As a consequence of a huge crypto market crash, a number of cryptocurrency organizations were forced to lay off a significant portion of their personnel. The laid-off workers are now in great demand elsewhere.
Bloomberg’s Aisha S Gani, William Shaw, and Anna Irrera wrote on September 16 that Wall Street banks seem to be hurrying to recruit discarded technology professionals, including those who were among the 1,100 employees let off by Coinbase, the biggest U.S. cryptocurrency exchange.
Goldman Sachs (NYSE: GS) is seeking a vice president for its digital assets legal group, a vice president for its digital assets software engineering division, and an associate for digital assets in consumer wealth management and private wealth management.
Moreover, JPMorgan’s (NYSE: JPM) $2.7 trillion asset and wealth management business arm is seeking a supervisor for its blockchain strategy, which includes crypto and digital tokens, as well as a product manager for its blockchain network Onyx Digital Assets, which covers debt and stocks.
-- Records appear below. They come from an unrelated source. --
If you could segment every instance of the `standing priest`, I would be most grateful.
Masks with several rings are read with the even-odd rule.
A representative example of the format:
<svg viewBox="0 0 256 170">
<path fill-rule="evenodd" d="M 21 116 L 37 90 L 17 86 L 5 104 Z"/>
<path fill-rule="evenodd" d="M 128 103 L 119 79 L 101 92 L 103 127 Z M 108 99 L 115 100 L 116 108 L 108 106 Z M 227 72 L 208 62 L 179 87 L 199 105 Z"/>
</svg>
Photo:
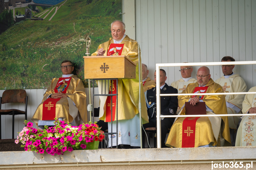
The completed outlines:
<svg viewBox="0 0 256 170">
<path fill-rule="evenodd" d="M 135 40 L 125 34 L 125 25 L 120 21 L 116 20 L 111 24 L 111 31 L 112 38 L 102 44 L 98 47 L 96 52 L 92 56 L 124 55 L 137 64 L 136 79 L 118 80 L 118 144 L 128 145 L 131 146 L 140 146 L 139 98 L 141 100 L 141 117 L 142 123 L 148 122 L 146 102 L 144 95 L 142 82 L 139 82 L 139 67 L 138 43 Z M 114 52 L 114 53 L 113 52 Z M 116 82 L 113 81 L 113 93 L 116 91 Z M 103 83 L 104 82 L 103 82 Z M 98 81 L 99 92 L 101 92 L 101 81 Z M 141 83 L 141 93 L 139 93 L 139 83 Z M 106 84 L 108 84 L 107 82 Z M 111 83 L 109 83 L 110 85 Z M 105 86 L 104 84 L 102 87 Z M 106 92 L 111 92 L 110 87 L 106 86 Z M 104 91 L 105 90 L 103 90 Z M 116 97 L 113 96 L 112 109 L 113 120 L 116 120 Z M 109 122 L 109 132 L 111 129 L 111 98 L 110 96 L 100 96 L 100 100 L 99 119 Z M 116 123 L 113 123 L 113 132 L 116 132 Z M 116 138 L 115 135 L 111 137 L 113 139 L 113 145 L 116 145 Z M 111 145 L 109 140 L 109 145 Z"/>
<path fill-rule="evenodd" d="M 86 96 L 83 82 L 72 74 L 74 66 L 71 61 L 64 60 L 61 68 L 62 77 L 52 80 L 32 118 L 42 129 L 45 125 L 54 125 L 55 117 L 73 125 L 87 122 Z"/>
<path fill-rule="evenodd" d="M 223 93 L 221 86 L 211 78 L 208 67 L 200 67 L 196 77 L 197 82 L 188 85 L 182 94 Z M 227 114 L 224 95 L 181 95 L 178 98 L 180 114 L 186 114 L 186 102 L 190 102 L 191 107 L 198 103 L 205 102 L 207 114 Z M 229 129 L 225 116 L 179 117 L 171 129 L 166 145 L 175 148 L 212 147 L 217 144 L 219 134 L 221 145 L 230 146 Z"/>
</svg>

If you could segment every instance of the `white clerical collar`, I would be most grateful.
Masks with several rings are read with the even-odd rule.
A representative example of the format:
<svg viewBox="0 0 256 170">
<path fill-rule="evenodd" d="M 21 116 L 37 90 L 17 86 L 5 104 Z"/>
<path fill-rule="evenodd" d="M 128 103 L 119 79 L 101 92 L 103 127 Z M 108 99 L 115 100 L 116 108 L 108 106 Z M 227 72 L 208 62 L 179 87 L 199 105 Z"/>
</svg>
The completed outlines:
<svg viewBox="0 0 256 170">
<path fill-rule="evenodd" d="M 144 79 L 144 80 L 142 80 L 142 82 L 144 82 L 147 79 L 147 77 L 146 77 L 145 79 Z"/>
<path fill-rule="evenodd" d="M 123 36 L 123 38 L 122 38 L 122 39 L 120 40 L 113 40 L 113 41 L 114 41 L 114 44 L 119 44 L 119 43 L 120 43 L 122 41 L 123 41 L 123 40 L 124 39 L 125 37 L 126 36 L 126 35 L 125 34 L 124 35 L 124 36 Z"/>
<path fill-rule="evenodd" d="M 73 74 L 71 74 L 71 75 L 62 75 L 62 77 L 68 77 L 74 75 Z"/>
<path fill-rule="evenodd" d="M 188 80 L 192 79 L 193 77 L 188 77 L 188 78 L 184 78 L 183 77 L 182 77 L 182 78 L 183 79 L 184 81 L 185 82 L 188 81 Z"/>
<path fill-rule="evenodd" d="M 230 77 L 230 76 L 232 76 L 232 75 L 233 75 L 233 74 L 234 74 L 234 73 L 233 73 L 232 72 L 232 74 L 231 74 L 231 75 L 227 75 L 227 76 L 225 76 L 225 75 L 224 75 L 224 77 L 225 77 L 225 79 L 229 78 L 229 77 Z"/>
<path fill-rule="evenodd" d="M 164 86 L 165 85 L 165 83 L 164 85 L 160 87 L 160 89 L 162 89 L 163 88 L 163 86 Z"/>
</svg>

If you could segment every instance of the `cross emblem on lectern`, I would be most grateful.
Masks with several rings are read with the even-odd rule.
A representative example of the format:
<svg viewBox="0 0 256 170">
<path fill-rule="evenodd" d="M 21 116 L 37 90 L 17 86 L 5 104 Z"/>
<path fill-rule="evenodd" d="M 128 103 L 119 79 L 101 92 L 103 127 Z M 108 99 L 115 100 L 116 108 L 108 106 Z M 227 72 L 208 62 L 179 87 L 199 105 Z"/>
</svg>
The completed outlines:
<svg viewBox="0 0 256 170">
<path fill-rule="evenodd" d="M 108 67 L 109 65 L 105 65 L 105 64 L 106 63 L 103 63 L 103 64 L 104 65 L 104 66 L 103 66 L 103 65 L 101 65 L 101 67 L 100 67 L 100 69 L 101 69 L 102 71 L 104 70 L 103 73 L 106 72 L 105 69 L 106 69 L 107 70 L 106 71 L 108 71 L 108 69 L 109 68 L 109 67 Z"/>
<path fill-rule="evenodd" d="M 115 106 L 115 104 L 114 103 L 112 103 L 112 106 Z M 109 106 L 109 109 L 110 109 L 110 110 L 111 110 L 111 104 L 110 103 L 108 103 L 108 105 L 107 105 L 107 106 Z"/>
<path fill-rule="evenodd" d="M 48 104 L 46 104 L 44 105 L 44 107 L 48 107 L 48 110 L 51 110 L 51 107 L 53 107 L 54 106 L 54 105 L 53 104 L 51 104 L 52 103 L 51 101 L 49 102 L 49 103 L 48 103 Z"/>
<path fill-rule="evenodd" d="M 190 136 L 190 134 L 194 133 L 194 131 L 190 129 L 190 126 L 188 126 L 187 129 L 184 130 L 184 132 L 187 133 L 187 136 Z"/>
<path fill-rule="evenodd" d="M 179 90 L 182 90 L 182 91 L 185 90 L 185 89 L 186 89 L 186 86 L 185 85 L 183 86 L 183 88 L 180 88 L 179 89 Z"/>
</svg>

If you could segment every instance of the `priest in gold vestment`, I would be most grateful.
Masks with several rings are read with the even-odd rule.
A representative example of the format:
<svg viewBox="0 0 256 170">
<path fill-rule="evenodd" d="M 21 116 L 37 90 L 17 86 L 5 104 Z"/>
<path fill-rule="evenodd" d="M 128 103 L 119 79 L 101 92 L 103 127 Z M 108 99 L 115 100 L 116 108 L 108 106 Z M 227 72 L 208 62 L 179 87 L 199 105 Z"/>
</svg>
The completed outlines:
<svg viewBox="0 0 256 170">
<path fill-rule="evenodd" d="M 86 96 L 82 82 L 71 74 L 74 69 L 71 61 L 64 60 L 61 67 L 62 77 L 52 80 L 44 93 L 42 103 L 31 119 L 42 129 L 45 125 L 54 125 L 55 117 L 73 125 L 88 122 Z M 46 108 L 44 111 L 44 109 Z M 51 117 L 49 115 L 50 114 L 53 115 Z"/>
<path fill-rule="evenodd" d="M 251 88 L 248 92 L 256 92 L 256 86 Z M 243 114 L 256 114 L 256 94 L 245 95 L 243 102 Z M 237 130 L 236 146 L 256 146 L 256 116 L 242 116 Z"/>
<path fill-rule="evenodd" d="M 149 72 L 147 69 L 147 67 L 145 64 L 141 64 L 142 69 L 142 79 L 143 83 L 144 92 L 145 92 L 147 90 L 151 89 L 155 87 L 156 84 L 155 81 L 150 79 L 147 77 Z"/>
<path fill-rule="evenodd" d="M 125 55 L 133 62 L 137 64 L 136 67 L 136 79 L 120 79 L 118 84 L 118 144 L 128 145 L 131 146 L 140 146 L 139 116 L 139 98 L 140 95 L 141 100 L 141 118 L 142 123 L 148 122 L 146 102 L 142 82 L 139 82 L 139 67 L 138 43 L 135 40 L 131 39 L 125 35 L 125 25 L 120 21 L 115 21 L 111 24 L 111 31 L 112 36 L 111 40 L 101 44 L 98 47 L 97 51 L 92 56 L 107 56 L 111 54 L 111 49 L 115 48 L 119 55 Z M 98 81 L 99 92 L 101 94 L 101 81 Z M 104 83 L 104 82 L 103 83 Z M 139 83 L 141 83 L 141 93 L 139 93 Z M 115 83 L 114 83 L 114 84 Z M 107 82 L 106 83 L 108 84 Z M 109 83 L 109 85 L 111 83 Z M 102 87 L 104 87 L 103 85 Z M 108 92 L 110 87 L 106 86 L 106 92 Z M 103 88 L 104 88 L 103 87 Z M 115 88 L 113 88 L 114 89 Z M 103 91 L 104 90 L 103 90 Z M 99 119 L 105 122 L 110 122 L 107 118 L 109 115 L 108 110 L 111 109 L 110 105 L 106 103 L 106 96 L 100 96 L 100 100 Z M 113 100 L 115 101 L 115 100 Z M 116 107 L 115 105 L 113 108 Z M 116 110 L 115 109 L 113 109 Z M 116 120 L 116 112 L 114 112 L 115 117 L 113 121 Z M 116 122 L 113 123 L 113 132 L 116 131 Z M 111 124 L 109 123 L 109 132 L 110 132 Z M 113 145 L 116 145 L 116 138 L 115 135 L 110 137 L 113 140 Z M 109 140 L 109 146 L 111 145 Z"/>
<path fill-rule="evenodd" d="M 196 76 L 197 82 L 189 85 L 181 94 L 223 92 L 221 86 L 211 78 L 208 67 L 199 68 Z M 178 96 L 178 100 L 181 108 L 179 114 L 185 114 L 185 102 L 190 102 L 193 106 L 201 101 L 205 102 L 207 114 L 227 114 L 224 95 L 181 95 Z M 231 145 L 228 122 L 225 116 L 179 117 L 172 126 L 166 145 L 175 148 L 215 146 L 219 136 L 221 145 Z"/>
</svg>

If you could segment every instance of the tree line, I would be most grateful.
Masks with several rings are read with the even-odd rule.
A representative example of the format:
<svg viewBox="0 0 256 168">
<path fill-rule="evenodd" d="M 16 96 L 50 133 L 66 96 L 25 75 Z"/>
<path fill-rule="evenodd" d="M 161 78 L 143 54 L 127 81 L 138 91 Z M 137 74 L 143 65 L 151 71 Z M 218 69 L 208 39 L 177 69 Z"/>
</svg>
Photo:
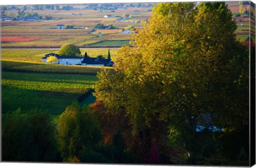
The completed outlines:
<svg viewBox="0 0 256 168">
<path fill-rule="evenodd" d="M 249 165 L 250 58 L 230 11 L 214 2 L 153 11 L 133 47 L 98 74 L 94 103 L 74 102 L 57 121 L 38 110 L 6 115 L 3 160 Z"/>
</svg>

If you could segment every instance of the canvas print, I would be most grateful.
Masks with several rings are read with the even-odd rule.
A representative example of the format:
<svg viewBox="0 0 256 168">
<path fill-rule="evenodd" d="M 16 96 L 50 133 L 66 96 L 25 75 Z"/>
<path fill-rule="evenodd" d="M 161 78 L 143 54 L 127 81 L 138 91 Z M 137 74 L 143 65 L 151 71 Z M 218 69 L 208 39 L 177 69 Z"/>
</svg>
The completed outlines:
<svg viewBox="0 0 256 168">
<path fill-rule="evenodd" d="M 253 2 L 0 7 L 2 162 L 255 164 Z"/>
</svg>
Citi (NYSE: C) is also recruiting a director-level “digital asset risk manager for cryptocurrencies, stablecoins, and decentralized finance,” seeking candidates with expertise in decentralized finance (DeFi) projects and technology enterprises in addition to conventional banking.
Charlotte Richards, the head of talent acquisition at one of the biggest British challenger banks, Starling Bank, describes the rivalry for digital talent as “very fierce.” She clarified that:
“Software developers with the appropriate expertise and mentality who become unexpectedly available are likely to be in high demand.”
As Finbold observed, the extended bear market caused havoc throughout the crypto ecosystem over the previous several months, wiping out 25 digital asset exchanges in June, knocking $370 billion off the global crypto market value in a week, and causing huge layoffs and bankruptcies.